Isso é importante. Hoje na Tamtam a gente tem cento e oitenta e poucos beneficiários, e eu tenho uma fila de espera hoje de mais de 60 pessoas, que se Deus quiser vão entrar, mas é um monte da gente. O Renato de Renzo é uma figura. Ele diz: “não existe não, mas não é sempre sim”. É muito conceitual essa frase, as pessoas vêm e uma aula que era pra ter 18 beneficiários mas tem 25, 30…Aos poucos o trabalho foi ampliando. A grande maioria das mães não fica mais lá fora esperando, elas já entram, e elas entram não é pra ficar olhando ninguém porque eu falo que lá não é aquário. Vem para participar, né? Então hoje a gente, a nossa oficina de artesanato, de costura é algo muito forte, a gente tá com uma produção de bolsas, uma produção de macramé maravilhosa e aí você tem mães que nunca costuraram na vida, nem na mão, nem na máquina e hoje elas costuram. Aí você tem criança que vem que quer costurar, tinha uma de sete anos que a monitora tinha que pôr três livros embaixo do pé dela pra ela alcançar o pedal? Você tem pessoas com deficiência, com autismo fazendo. Cada qual do seu jeito, né? Logicamente que respeitando as regras, eu acho que a arte, ela tem essa coisa muito bacana. O bom artista precisa ouvir seu orientador, seu diretor, seu coreógrafo, senão ele não vai ser bom. Então, eu acho que isso eu também levo. Esse distanciamento e ao mesmo tempo essa disciplina, que a psicologia e a arte têm juntas, diferentes mas juntas, e que se complementam, e que eu tenho a sorte de de ter isso na minha vida.

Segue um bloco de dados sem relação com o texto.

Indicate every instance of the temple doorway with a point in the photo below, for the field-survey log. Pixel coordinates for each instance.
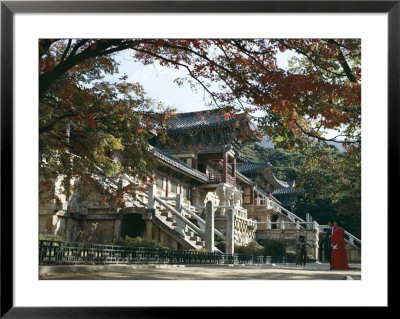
(132, 225)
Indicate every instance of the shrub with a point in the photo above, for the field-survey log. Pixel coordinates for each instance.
(252, 248)
(50, 237)
(222, 246)
(274, 248)
(290, 254)
(138, 242)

Sua história familiar é muito rica. Sua mãe, poeta. Suas duas tias, professoras que foram exemplo e dão nome a escolas municipais da cidade. Como você olha toda este caminho, em perspectiva?
Minha família nasce no mercado, na rampa do mercado. Meu avô era uma pessoa ultra humilde, que trazia bananas do litoral no tachão. Minha avó teve sete filhos, todo mundo morava ali no mercado, minha mãe conta até hoje com uma melancolia enorme. E eu sei que talvez essa seja uma das maiores dores da minha mãe, a saudade. E isso me faz chorar. Porque não se tem mais isso.
Por que não?
As pessoas não se olham mais. E as pessoas têm medo de olhar. Porque elas têm medo de se desarmar. Então a gente virou uma armadura ambulante. Me preocupo muito com isso. Já passei na metade, sei que eu construí muito, mas eu tenho que poder construir mais. Então, preciso aproveitar o momento para falar em nome dessas pessoas.